XMLHttpRequest domain

Discussion in 'Networking and Security' started by blueraincap, Jun 11, 2020.

  1. I just wanted to get an idea about the basics of getting data off a random website, one without api, like scraping headlines off some random news websites like a small one called bloomberg or ft. I see xmlhttprequest is used, but with cross-domain security, we need to either hack it with json-p or one with cross-origin sharing. I think a server can be closed to CORS, right? just want a very basic idea about how to retrieve data (its html) off a site, not structured to share data.
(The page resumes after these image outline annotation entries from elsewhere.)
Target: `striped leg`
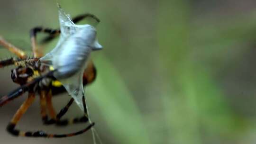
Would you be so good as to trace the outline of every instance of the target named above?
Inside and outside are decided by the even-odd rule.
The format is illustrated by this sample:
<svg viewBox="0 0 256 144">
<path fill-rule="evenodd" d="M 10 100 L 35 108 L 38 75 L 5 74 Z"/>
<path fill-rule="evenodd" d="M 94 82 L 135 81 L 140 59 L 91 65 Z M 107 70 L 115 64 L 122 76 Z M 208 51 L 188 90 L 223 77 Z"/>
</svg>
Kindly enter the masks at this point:
<svg viewBox="0 0 256 144">
<path fill-rule="evenodd" d="M 3 46 L 11 53 L 15 54 L 19 58 L 25 59 L 27 57 L 27 55 L 23 51 L 11 45 L 1 36 L 0 36 L 0 45 Z"/>
<path fill-rule="evenodd" d="M 27 110 L 27 108 L 30 106 L 35 99 L 35 93 L 29 92 L 28 97 L 27 100 L 22 104 L 21 106 L 18 109 L 12 120 L 7 126 L 6 130 L 15 136 L 26 136 L 27 135 L 27 132 L 20 132 L 19 130 L 15 129 L 15 126 L 19 121 L 22 115 Z"/>
<path fill-rule="evenodd" d="M 54 72 L 54 71 L 51 71 L 44 75 L 34 78 L 31 81 L 21 86 L 14 90 L 8 95 L 1 97 L 0 99 L 0 107 L 2 107 L 4 104 L 6 104 L 10 100 L 22 95 L 26 91 L 27 91 L 29 89 L 29 88 L 33 87 L 33 85 L 43 78 L 46 77 L 52 77 Z"/>
<path fill-rule="evenodd" d="M 74 118 L 70 119 L 60 119 L 61 117 L 66 113 L 68 110 L 68 109 L 70 106 L 73 104 L 74 101 L 74 99 L 71 98 L 67 104 L 59 112 L 59 113 L 56 115 L 56 120 L 54 119 L 51 119 L 49 120 L 48 120 L 46 114 L 46 110 L 45 107 L 45 102 L 43 102 L 45 101 L 45 99 L 43 100 L 43 99 L 41 98 L 40 103 L 41 103 L 41 106 L 45 105 L 45 107 L 41 107 L 41 115 L 44 124 L 46 125 L 50 125 L 53 124 L 55 124 L 57 126 L 65 126 L 72 124 L 77 124 L 80 123 L 86 123 L 88 121 L 88 118 L 85 116 L 83 116 L 81 117 L 78 118 Z M 40 100 L 41 100 L 40 99 Z"/>
<path fill-rule="evenodd" d="M 14 136 L 28 136 L 28 137 L 43 137 L 47 138 L 61 138 L 69 136 L 75 136 L 78 135 L 82 134 L 87 130 L 89 130 L 92 126 L 94 125 L 92 123 L 88 126 L 85 128 L 79 131 L 78 132 L 68 134 L 48 134 L 42 131 L 37 131 L 36 132 L 23 132 L 15 129 L 15 127 L 18 122 L 20 120 L 22 115 L 27 110 L 27 108 L 31 106 L 35 99 L 35 93 L 33 91 L 30 91 L 28 94 L 28 97 L 27 100 L 23 103 L 20 108 L 18 109 L 12 120 L 7 127 L 7 130 L 11 134 Z"/>
</svg>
    As a cross-origin, I don't think below work, right.
    https://flylib.com/books/en/4.254.1.64/1/
     
    Last edited: Jun 11, 2020
  2. Cross-domain security is an issue if you are reading data from one website while your script is running on another website. If you're sending requests with a non-browser tool or language (e.g. cURL, Python, Node.js) then you can just send the requests. If you're using Chrome, open the developer tools, click the network tab, find the request you want, then right click and Copy>Copy as cURL or Copy as Node.js fetch to get some example code with all the headers set.
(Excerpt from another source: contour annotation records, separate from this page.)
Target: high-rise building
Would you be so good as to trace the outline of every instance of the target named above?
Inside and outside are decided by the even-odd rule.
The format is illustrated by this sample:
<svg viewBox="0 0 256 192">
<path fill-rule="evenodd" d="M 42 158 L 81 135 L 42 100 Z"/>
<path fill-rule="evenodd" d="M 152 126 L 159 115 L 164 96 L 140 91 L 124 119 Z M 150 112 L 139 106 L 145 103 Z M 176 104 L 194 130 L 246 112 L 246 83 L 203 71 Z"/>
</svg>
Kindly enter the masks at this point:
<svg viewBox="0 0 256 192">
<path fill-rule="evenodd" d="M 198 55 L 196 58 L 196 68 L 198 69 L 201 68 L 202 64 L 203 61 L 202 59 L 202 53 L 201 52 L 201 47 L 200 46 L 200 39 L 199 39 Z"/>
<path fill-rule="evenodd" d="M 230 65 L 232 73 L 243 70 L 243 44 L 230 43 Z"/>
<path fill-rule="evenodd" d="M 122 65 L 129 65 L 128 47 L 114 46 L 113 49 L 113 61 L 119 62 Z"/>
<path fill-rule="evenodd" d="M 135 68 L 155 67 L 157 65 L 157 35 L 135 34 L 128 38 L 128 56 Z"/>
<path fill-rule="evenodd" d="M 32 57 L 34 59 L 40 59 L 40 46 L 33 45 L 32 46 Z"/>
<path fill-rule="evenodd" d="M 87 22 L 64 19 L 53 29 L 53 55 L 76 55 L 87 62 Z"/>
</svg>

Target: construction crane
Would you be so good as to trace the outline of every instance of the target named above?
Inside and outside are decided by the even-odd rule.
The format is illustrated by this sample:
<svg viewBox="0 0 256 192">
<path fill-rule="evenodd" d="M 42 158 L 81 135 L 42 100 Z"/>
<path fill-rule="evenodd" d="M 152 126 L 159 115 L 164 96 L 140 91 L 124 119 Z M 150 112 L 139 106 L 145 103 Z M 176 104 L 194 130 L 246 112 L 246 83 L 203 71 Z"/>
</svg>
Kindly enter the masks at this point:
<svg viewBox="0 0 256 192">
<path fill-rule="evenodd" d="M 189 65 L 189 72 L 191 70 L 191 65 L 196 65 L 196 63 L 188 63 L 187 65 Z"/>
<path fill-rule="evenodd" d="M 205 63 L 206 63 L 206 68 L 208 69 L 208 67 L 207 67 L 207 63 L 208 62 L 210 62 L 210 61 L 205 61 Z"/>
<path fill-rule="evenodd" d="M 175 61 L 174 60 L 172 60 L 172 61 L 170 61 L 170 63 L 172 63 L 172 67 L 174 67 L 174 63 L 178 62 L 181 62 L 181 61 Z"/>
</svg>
    Also, if you really must have the data displayed in a browser because that's where you're developing your UI, you can set up a local web server that takes a request from the browser and sends it off to the original host. Once the web server gets a response, it sends it back to your browser, No cross-domain requests, since it's all proxied by your local server.
     
  3. Right. I read about XmlHttpRequest from some Javascript books and R books. JS books talked about cross-origin and how to use Json-p to hack it which just sounds wrong, but R books just talk as if cross-origin isn't a thing. Right, in JS, I am running scripts from my domain to another one, with R/Java, i should be able to just send requests. So if i write a scraper using R, I need not keep origin in mind?
     
  4. Correct, if you're scraping in R you don't need to worry about cross origin settings.
     
    blueraincap likes this.
  5. Right, I just tried to read some html using Java URLConnection.getInputStream()..no issue, just getting plain html contents off a site is difficult these days with almost all sites generated by software. I wanted to try JS because i just thought jquery would make it easier to parse the DOM, compared to a normal language
     
  6. blueraincap likes this.
  7. Any idea why sometimes a URL stream returns html, sometimes css?